Recently some readers voiced concerns that the 100 Revs – a group of Christian clergy who’ve signed an apology for the past treatment of GLBT people by their churches – were an inappropriate entry in the Mardi Gras parade and that the group should not be welcomed because of the biblically based reservations of some of the signees.

Considering the persecution of sexual minorities by religious authorities throughout the past 2,000 years – a persecution that is endured by many of us in our own lifetimes and that continues in very real ways overseas to this day – such concerns are understandable.

However, I think it’s fundamentally important that we embrace this group and accept their apology in the spirit that it is offered.

Having read the statement, I too wish it was wider in scope – for example, not just apologising for being “profoundly unloving” and unwelcoming, but also for Christian support for unjust laws over the years. But I understand the signees come from a wide variety of denominations and viewpoints and a form of words had to be found that represented a consensus.

And ironically it’s the source of some people’s concerns that makes this apology so important – many of those who’ve signed are from staunchly conservative denominations or from the conservative wings of their churches.

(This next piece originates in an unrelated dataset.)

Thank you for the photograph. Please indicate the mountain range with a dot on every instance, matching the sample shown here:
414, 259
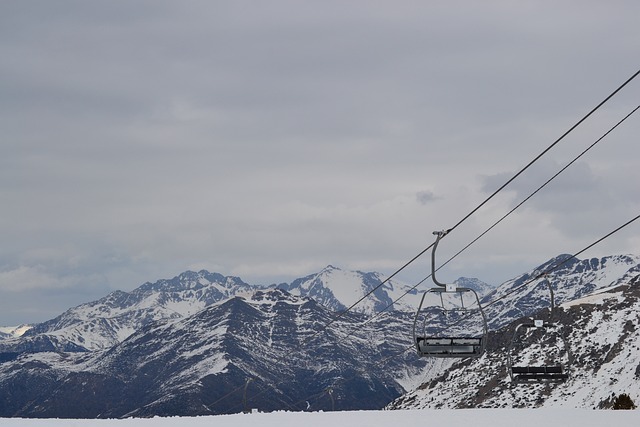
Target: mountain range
204, 343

Many are taking considerable flak for standing up and being counted, with some facing denominational dismissal or disciplinary action, while others have been attacked and condemned by other Christians online. Fred Nile and the Salt Shakers have been particularly vocal in their condemnation.

But as much as it will annoy some to hear it, our journey to equality will never be over until our community is accepted as part of the mainstream of Australian society. That doesn’t mean assimilation, it means integration – where two things grow together. And having groups like the 100 Revs, Surf Life Savers, the defence forces and the police in our parade shows homophobic Australia that it is we who are becoming a part of that mainstream while they are slipping into the fringe.

For those of us who are atheists or have been burned on the way out of Christianity, it may be hard to understand why conditional apologies, or apologies from those who still have reservations, should be accepted.

But shifts like this will mean enormous things for gay Christians, GLBT kids growing up in Christian homes, and for others whose adult relationships with friends and family are strained by religious-based prejudices.

For that reason, in this case it is we who should turn the other cheek.